Gab es etwas, das Ihnen das Ankommen erleichtert hat?
Ich habe Menschen kennengelernt, die mir geholfen haben, Deutsch zu lernen. Sprache ist sehr wichtig. Wenn man sie kann, funktioniert alles viel besser. Und im Asylheim habe ich andere Menschen kennen gelernt, die vor mit hier angekommen sind und mit so ein paar Tipps geben konnten.
Gab es auch Hürden, denen Sie begegnet sind?
Wenn man in einem Land ankommt, in dem alles ganz anders ist als im Herkunftsland, dann ist eigentlich erst mal alles schwierig. Das Schwierigste war und ist immer noch, die Sprache zu lernen. Ich glaube, es ist besonders schwierig in der Schweiz, weil die Menschen im Alltag Schweizerdeutsch sprechen. In der Schule lerne ich aber Hochdeutsch.
Was machen Sie heute beruflich?
Ich habe zuerst eine Ausbildung zum Montageelektriker gemacht und vor zwei Jahren sehr erfolgreich abgeschlossen. Jetzt mache ich eine zweite Ausbildung zum Elektroplaner.
Was stellen Sie sich für die Zukunft vor?
Ich möchte meine zweite Ausbildung abschliessen. Das wird noch drei Jahre dauern. Ich lebe zurzeit in Basel und möchte hier auch bleiben. Ich liebe Basel und sehe hier meine Zukunft.
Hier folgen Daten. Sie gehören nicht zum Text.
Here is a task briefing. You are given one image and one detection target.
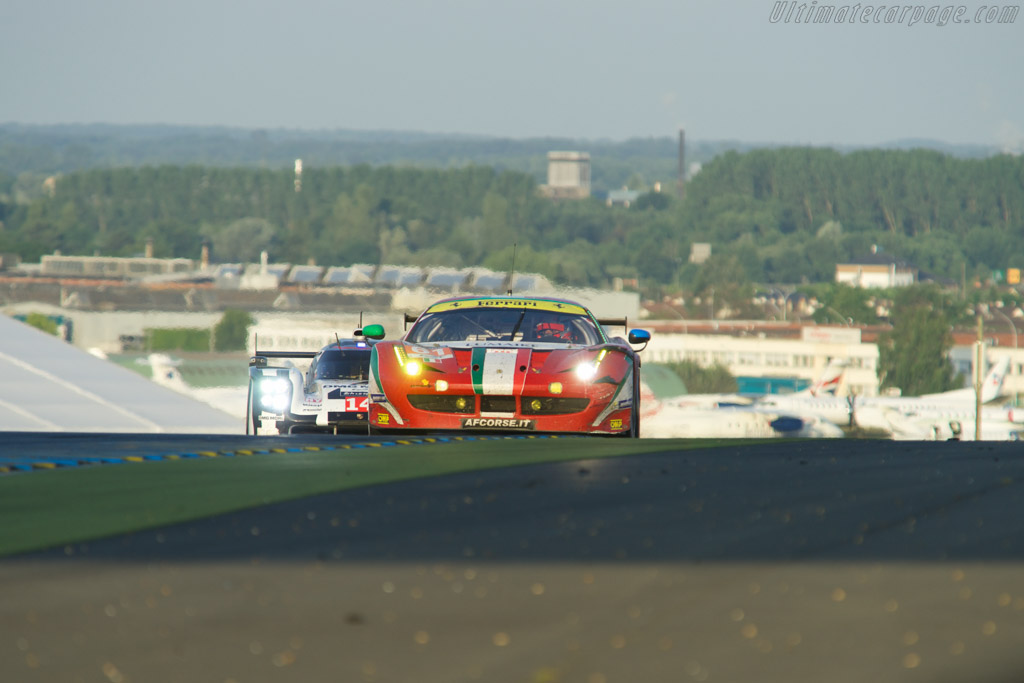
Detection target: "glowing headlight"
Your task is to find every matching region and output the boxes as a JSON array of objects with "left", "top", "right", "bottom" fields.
[
  {"left": 575, "top": 363, "right": 598, "bottom": 380},
  {"left": 260, "top": 378, "right": 289, "bottom": 395},
  {"left": 393, "top": 346, "right": 422, "bottom": 377},
  {"left": 262, "top": 395, "right": 289, "bottom": 411},
  {"left": 436, "top": 379, "right": 449, "bottom": 392},
  {"left": 258, "top": 378, "right": 290, "bottom": 411},
  {"left": 574, "top": 350, "right": 608, "bottom": 382},
  {"left": 549, "top": 382, "right": 563, "bottom": 395}
]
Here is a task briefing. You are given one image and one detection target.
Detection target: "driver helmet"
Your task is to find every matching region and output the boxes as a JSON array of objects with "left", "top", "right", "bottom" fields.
[{"left": 534, "top": 321, "right": 570, "bottom": 340}]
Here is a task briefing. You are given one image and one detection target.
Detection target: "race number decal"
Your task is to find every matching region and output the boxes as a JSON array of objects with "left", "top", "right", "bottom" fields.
[{"left": 337, "top": 396, "right": 369, "bottom": 412}]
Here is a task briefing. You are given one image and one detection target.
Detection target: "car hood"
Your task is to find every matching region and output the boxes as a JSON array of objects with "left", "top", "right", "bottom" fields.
[{"left": 395, "top": 341, "right": 604, "bottom": 375}]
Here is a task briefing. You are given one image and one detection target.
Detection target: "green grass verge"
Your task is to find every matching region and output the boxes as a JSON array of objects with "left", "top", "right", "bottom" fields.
[{"left": 0, "top": 437, "right": 736, "bottom": 557}]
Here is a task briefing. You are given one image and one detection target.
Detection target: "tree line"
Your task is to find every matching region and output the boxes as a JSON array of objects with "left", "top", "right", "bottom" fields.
[{"left": 1, "top": 147, "right": 1022, "bottom": 297}]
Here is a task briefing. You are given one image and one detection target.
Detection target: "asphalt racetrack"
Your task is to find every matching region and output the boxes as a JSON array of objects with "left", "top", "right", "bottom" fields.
[{"left": 3, "top": 433, "right": 1024, "bottom": 683}]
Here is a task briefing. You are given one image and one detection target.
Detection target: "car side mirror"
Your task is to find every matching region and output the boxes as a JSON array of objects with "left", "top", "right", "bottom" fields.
[
  {"left": 359, "top": 324, "right": 386, "bottom": 340},
  {"left": 627, "top": 328, "right": 650, "bottom": 350}
]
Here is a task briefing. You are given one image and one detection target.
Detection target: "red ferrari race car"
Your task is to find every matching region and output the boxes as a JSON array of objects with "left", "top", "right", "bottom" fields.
[{"left": 367, "top": 295, "right": 651, "bottom": 437}]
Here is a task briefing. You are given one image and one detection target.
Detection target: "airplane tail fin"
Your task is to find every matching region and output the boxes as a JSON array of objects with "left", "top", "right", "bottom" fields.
[
  {"left": 981, "top": 356, "right": 1010, "bottom": 403},
  {"left": 799, "top": 359, "right": 846, "bottom": 397},
  {"left": 144, "top": 353, "right": 190, "bottom": 394}
]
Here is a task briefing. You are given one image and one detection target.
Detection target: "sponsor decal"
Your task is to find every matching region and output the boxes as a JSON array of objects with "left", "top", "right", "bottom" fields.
[
  {"left": 325, "top": 386, "right": 366, "bottom": 399},
  {"left": 461, "top": 417, "right": 535, "bottom": 429},
  {"left": 370, "top": 393, "right": 388, "bottom": 403},
  {"left": 376, "top": 413, "right": 390, "bottom": 425},
  {"left": 327, "top": 396, "right": 369, "bottom": 412},
  {"left": 616, "top": 397, "right": 633, "bottom": 409},
  {"left": 610, "top": 419, "right": 623, "bottom": 430},
  {"left": 406, "top": 345, "right": 454, "bottom": 362}
]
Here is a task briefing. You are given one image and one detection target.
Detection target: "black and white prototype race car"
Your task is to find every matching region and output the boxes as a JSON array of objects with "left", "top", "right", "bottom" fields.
[{"left": 246, "top": 325, "right": 385, "bottom": 435}]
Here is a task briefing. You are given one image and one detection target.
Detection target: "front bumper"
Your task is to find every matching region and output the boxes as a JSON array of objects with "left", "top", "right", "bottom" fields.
[{"left": 370, "top": 391, "right": 632, "bottom": 435}]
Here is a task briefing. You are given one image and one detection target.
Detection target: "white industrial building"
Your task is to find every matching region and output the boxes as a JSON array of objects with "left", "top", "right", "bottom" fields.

Wer hat Sie auf Ihrem Weg unterstützt?
Über das Programm des Vereins PUMA (Patenschaften für unbegleitete junge Asylsuchende; Anm. d. Red.) habe ich Familie G. kennengelernt. Der Verein hatte Kontakt mit der KESB (Kindes- und Erwachsenenschutzbehörde; Anm. d. Red.) und ich wurde PUMA empfohlen. Der Kontakt in meiner Unterkunft hat mich dann vermittelt. Das war vor etwa acht Jahren. Und seitdem sind Familie G. und ich wie eine Familie. Wir treffen uns regelmässig, und sie laden mich zum Beispiel bei jedem Fest, bei jedem Geburtstag und so weiter ein. Ich habe nirgends, nicht in der Schweiz, nicht in Afghanistan, eine Familie mit so viel Menschlichkeit kennengelernt. Der Kontakt ist auch heute noch intensiv. Dafür bin ich sehr dankbar.
Was bedeutet «dazugehören» für Sie?
Eine gemeinsame Sprache, Freundschaften, Vertrauen und Offenheit.
Gibt es Orte oder Menschen hier, die Ihnen besonders wichtig geworden sind?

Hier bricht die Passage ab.